たとえば、目の前にある赤くて丸いものを見て「リンゴだ」と認識するということは、「リンゴ」以外のあらゆる選択肢を切り捨てる、ということである。
そして、ある判断を下す際に切り捨てられる選択肢の数が、そのシステムの複雑度をあらわす。
1ビットの情報量しか持たないシステムであれば、「リンゴだ」の裏に潜む選択肢は「リンゴではない」だけである。
2ビットの場合は持ち得る情報の数が2の2乗=4になり、捨てられる選択肢の数は3になる。たとえば、「リンゴだ」「りんごではない」「ボールだ」「ボールではない」のうちから後ろ3つが切り捨てられて、「リンゴだ」が残る。
256ビットなら2の256乗…計算はちょっと勘弁してください。
人間の脳が何ビットの情報量を持ちうるのかは知らないが、それはそれこそ天文学的な数値になるのだろう。
我々は一瞬一瞬何かを判断しながら生きているわけだけれど、それはとりもなおさず、ものすごい量の計算と取捨選択を繰り返しているということでもある。

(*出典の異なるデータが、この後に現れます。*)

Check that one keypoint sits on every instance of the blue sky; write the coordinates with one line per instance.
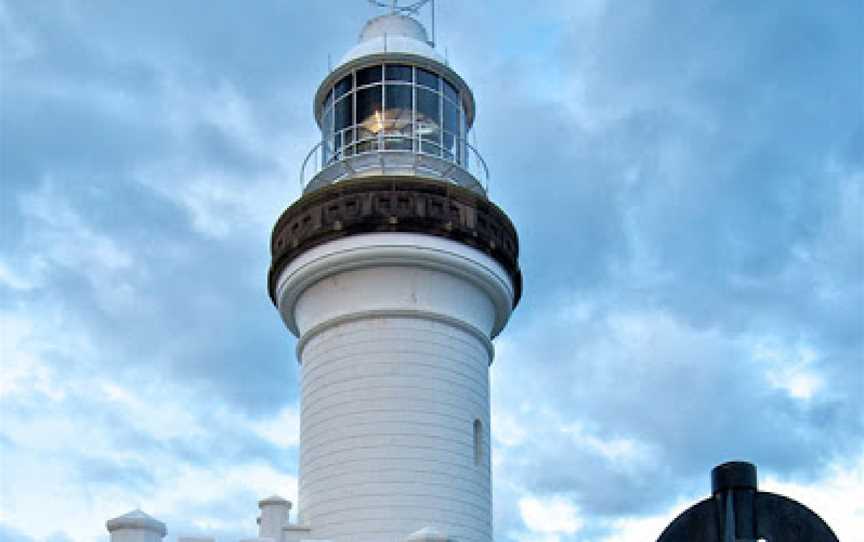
(687, 179)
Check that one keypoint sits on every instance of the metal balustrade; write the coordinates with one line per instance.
(387, 154)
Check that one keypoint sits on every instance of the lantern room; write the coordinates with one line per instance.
(393, 106)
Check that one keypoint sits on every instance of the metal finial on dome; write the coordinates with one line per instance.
(393, 5)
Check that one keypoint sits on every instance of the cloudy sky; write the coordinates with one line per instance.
(687, 178)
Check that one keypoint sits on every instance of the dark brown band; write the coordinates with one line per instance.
(394, 204)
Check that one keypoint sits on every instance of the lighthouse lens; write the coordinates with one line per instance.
(393, 107)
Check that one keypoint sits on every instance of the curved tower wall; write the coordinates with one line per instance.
(394, 347)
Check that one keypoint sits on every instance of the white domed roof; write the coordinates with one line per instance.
(393, 33)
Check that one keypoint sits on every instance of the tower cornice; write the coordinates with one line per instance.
(394, 204)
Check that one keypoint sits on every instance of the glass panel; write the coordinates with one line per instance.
(369, 75)
(397, 72)
(428, 123)
(451, 92)
(449, 146)
(451, 118)
(366, 140)
(397, 116)
(427, 79)
(466, 153)
(343, 86)
(343, 113)
(347, 139)
(369, 106)
(327, 123)
(337, 143)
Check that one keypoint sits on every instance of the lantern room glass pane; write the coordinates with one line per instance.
(397, 72)
(344, 116)
(328, 101)
(369, 107)
(427, 79)
(451, 118)
(370, 120)
(343, 86)
(369, 75)
(398, 116)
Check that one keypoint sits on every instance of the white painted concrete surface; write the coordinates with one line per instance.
(135, 526)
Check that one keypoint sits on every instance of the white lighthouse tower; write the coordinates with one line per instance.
(395, 272)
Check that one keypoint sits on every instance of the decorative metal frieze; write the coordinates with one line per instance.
(738, 512)
(394, 204)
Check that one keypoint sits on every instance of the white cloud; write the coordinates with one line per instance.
(838, 498)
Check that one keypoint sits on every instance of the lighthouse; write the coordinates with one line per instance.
(395, 271)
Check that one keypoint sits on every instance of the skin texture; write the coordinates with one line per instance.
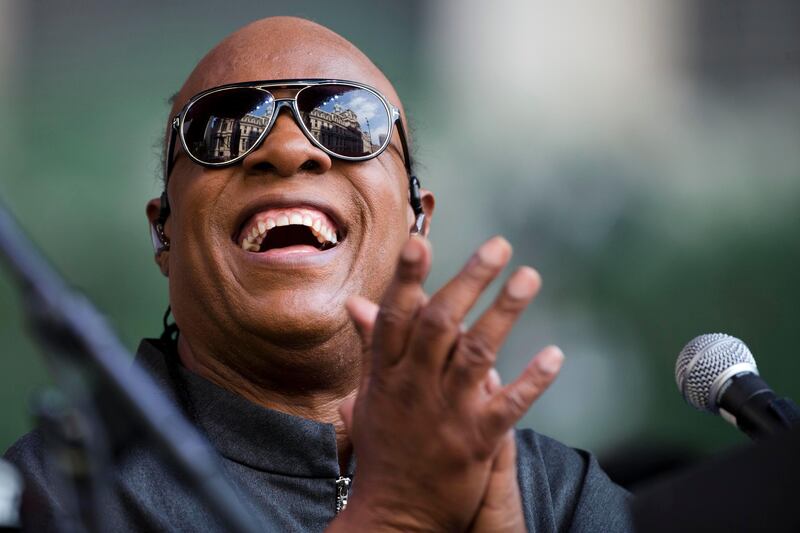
(353, 341)
(296, 349)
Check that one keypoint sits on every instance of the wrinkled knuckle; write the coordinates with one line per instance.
(515, 403)
(437, 319)
(409, 272)
(509, 305)
(476, 351)
(391, 317)
(478, 272)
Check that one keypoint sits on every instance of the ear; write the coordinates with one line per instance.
(428, 203)
(162, 256)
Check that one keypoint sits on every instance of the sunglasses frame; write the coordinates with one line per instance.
(160, 240)
(392, 113)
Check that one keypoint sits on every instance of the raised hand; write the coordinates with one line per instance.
(427, 426)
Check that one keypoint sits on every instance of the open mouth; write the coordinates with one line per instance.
(292, 229)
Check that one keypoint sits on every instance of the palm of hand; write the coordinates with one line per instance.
(425, 425)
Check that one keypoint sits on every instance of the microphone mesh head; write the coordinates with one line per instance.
(702, 364)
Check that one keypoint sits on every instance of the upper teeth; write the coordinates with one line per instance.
(316, 222)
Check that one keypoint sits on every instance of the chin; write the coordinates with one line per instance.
(297, 318)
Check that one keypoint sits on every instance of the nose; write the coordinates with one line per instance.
(286, 151)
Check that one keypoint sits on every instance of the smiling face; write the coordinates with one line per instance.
(265, 252)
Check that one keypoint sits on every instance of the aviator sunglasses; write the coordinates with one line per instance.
(345, 119)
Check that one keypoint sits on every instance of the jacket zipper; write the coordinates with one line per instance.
(342, 492)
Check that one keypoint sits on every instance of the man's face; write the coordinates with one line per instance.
(230, 299)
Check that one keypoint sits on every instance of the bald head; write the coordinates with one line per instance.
(283, 48)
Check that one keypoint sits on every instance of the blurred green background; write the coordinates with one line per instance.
(642, 155)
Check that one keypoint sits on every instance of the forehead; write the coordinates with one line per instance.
(268, 51)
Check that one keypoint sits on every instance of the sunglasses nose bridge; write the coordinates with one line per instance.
(286, 148)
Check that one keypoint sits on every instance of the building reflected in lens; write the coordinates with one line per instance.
(226, 138)
(340, 131)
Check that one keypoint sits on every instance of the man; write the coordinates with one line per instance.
(289, 212)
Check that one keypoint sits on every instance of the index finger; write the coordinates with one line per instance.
(400, 303)
(440, 321)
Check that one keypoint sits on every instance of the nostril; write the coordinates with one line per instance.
(263, 166)
(310, 164)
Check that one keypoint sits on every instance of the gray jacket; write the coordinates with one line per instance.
(288, 467)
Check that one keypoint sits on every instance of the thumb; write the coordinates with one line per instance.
(346, 412)
(363, 314)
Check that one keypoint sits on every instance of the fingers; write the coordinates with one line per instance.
(363, 314)
(514, 400)
(439, 322)
(507, 456)
(476, 350)
(400, 303)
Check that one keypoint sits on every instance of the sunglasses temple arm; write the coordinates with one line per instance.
(413, 181)
(168, 164)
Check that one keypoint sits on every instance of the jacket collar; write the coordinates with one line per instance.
(246, 433)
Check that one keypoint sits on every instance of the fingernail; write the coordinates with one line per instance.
(412, 251)
(494, 251)
(523, 283)
(549, 362)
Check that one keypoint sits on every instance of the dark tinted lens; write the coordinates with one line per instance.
(222, 125)
(346, 120)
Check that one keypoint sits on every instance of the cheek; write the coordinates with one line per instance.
(386, 231)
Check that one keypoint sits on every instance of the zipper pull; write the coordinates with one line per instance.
(342, 492)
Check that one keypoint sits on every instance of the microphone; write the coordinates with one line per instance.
(717, 373)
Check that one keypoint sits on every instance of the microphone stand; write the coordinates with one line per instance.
(101, 388)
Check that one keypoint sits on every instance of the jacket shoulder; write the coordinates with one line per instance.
(564, 489)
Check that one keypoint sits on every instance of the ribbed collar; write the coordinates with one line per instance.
(260, 438)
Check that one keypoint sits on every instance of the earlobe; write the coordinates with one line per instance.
(428, 204)
(158, 236)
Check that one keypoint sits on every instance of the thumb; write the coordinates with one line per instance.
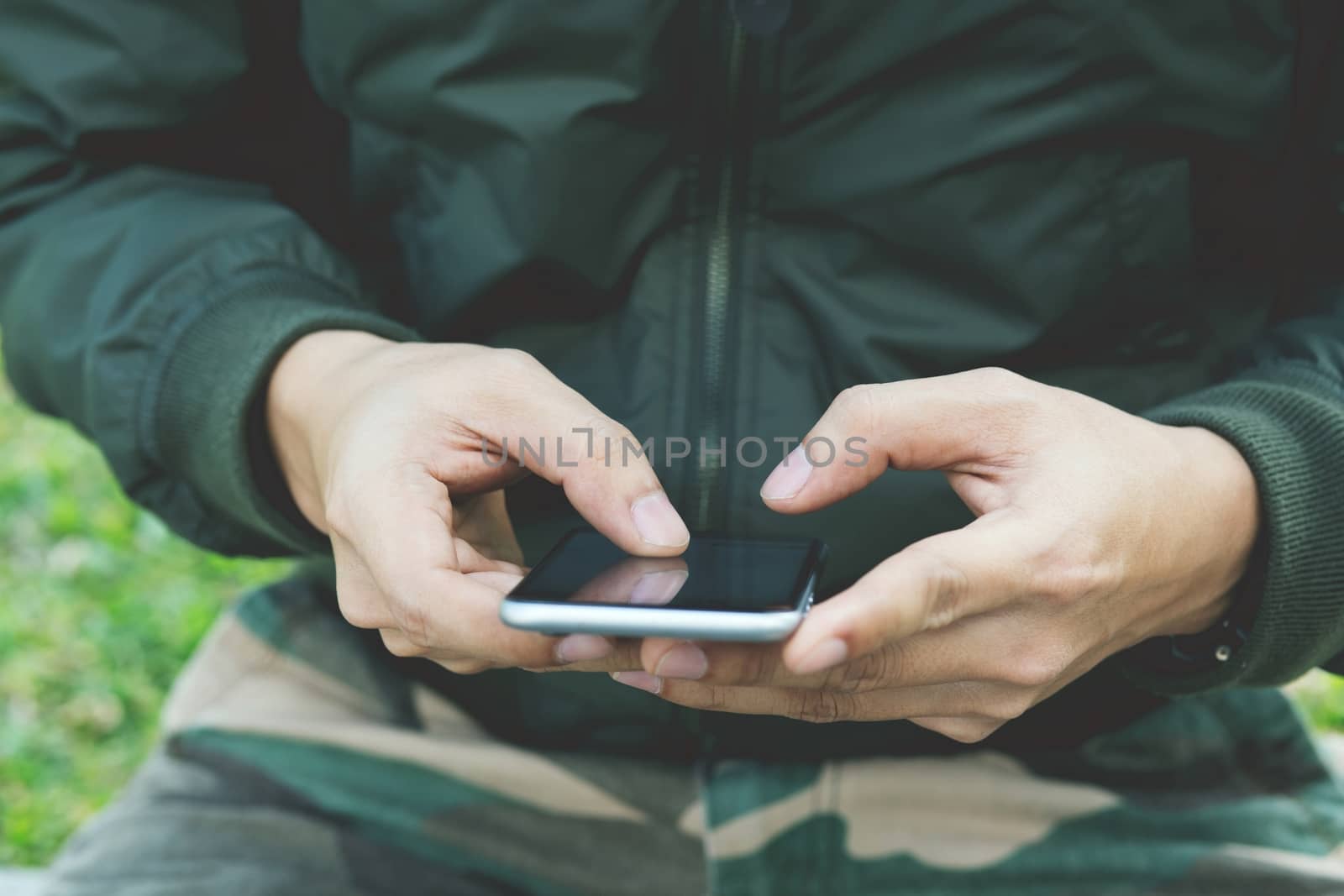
(960, 422)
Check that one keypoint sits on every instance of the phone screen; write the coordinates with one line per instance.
(741, 575)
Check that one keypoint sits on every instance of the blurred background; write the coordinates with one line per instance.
(100, 606)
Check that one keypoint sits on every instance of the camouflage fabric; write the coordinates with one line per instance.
(299, 762)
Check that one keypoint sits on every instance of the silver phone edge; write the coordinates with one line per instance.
(624, 621)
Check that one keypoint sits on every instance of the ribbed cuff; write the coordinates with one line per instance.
(1288, 422)
(205, 409)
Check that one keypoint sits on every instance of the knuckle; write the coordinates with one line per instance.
(401, 647)
(517, 359)
(609, 439)
(360, 613)
(820, 707)
(1037, 667)
(414, 624)
(467, 667)
(999, 379)
(1008, 707)
(947, 590)
(752, 668)
(336, 513)
(857, 403)
(870, 672)
(968, 731)
(1072, 567)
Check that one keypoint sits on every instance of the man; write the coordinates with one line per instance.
(300, 277)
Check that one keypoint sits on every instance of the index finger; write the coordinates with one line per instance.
(929, 584)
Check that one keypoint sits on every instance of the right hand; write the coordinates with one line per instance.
(381, 445)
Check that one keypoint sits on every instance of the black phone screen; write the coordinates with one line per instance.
(743, 575)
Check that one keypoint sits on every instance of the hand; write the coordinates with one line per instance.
(383, 446)
(1095, 530)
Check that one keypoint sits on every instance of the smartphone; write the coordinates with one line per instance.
(721, 589)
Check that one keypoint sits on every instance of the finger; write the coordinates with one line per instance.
(483, 520)
(937, 423)
(974, 649)
(570, 443)
(360, 600)
(624, 658)
(470, 559)
(967, 730)
(811, 705)
(929, 584)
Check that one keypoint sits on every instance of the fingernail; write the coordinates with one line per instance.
(658, 521)
(831, 652)
(790, 477)
(683, 661)
(578, 647)
(656, 589)
(642, 680)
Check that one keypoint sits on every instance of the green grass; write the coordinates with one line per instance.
(100, 606)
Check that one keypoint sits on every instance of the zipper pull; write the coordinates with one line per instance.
(761, 18)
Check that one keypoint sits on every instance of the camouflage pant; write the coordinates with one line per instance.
(295, 763)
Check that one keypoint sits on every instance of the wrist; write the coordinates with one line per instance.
(1226, 500)
(302, 401)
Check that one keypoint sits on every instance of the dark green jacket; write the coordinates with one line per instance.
(703, 230)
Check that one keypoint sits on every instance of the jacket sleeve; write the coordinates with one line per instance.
(143, 296)
(1284, 410)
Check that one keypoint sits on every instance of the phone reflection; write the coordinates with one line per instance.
(638, 580)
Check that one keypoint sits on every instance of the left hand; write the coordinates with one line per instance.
(1095, 530)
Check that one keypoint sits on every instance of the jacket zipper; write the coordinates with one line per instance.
(717, 286)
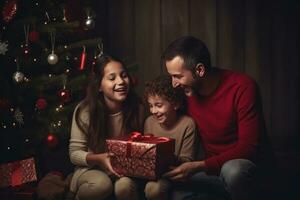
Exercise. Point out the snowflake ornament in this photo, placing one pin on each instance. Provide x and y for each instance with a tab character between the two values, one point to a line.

もちろん、持っているあらゆる情報が常に天秤にかけられるわけではなく、効率をよくするためにレイアウトの最適化や索引付けみたいなことはされているのだろうけれど…。
意識の世界において、リンゴは単独ではリンゴたり得ない。リンゴである、以外のあらゆる選択肢との対比によって、はじめてリンゴが意味を持つ。
この考え方を、私は最近ある本を読んではじめて獲得した。言われてみればもっともだけど、これまでそういう風には考えたことがなかったので、これはとても新鮮な気付きになった。
この気付きが私の今後の思索活動にどんな影響を与えてくれるのかはわからないが、なにか面白いことを思いつけそうな予感がして、ちょっとワクワクしているのである。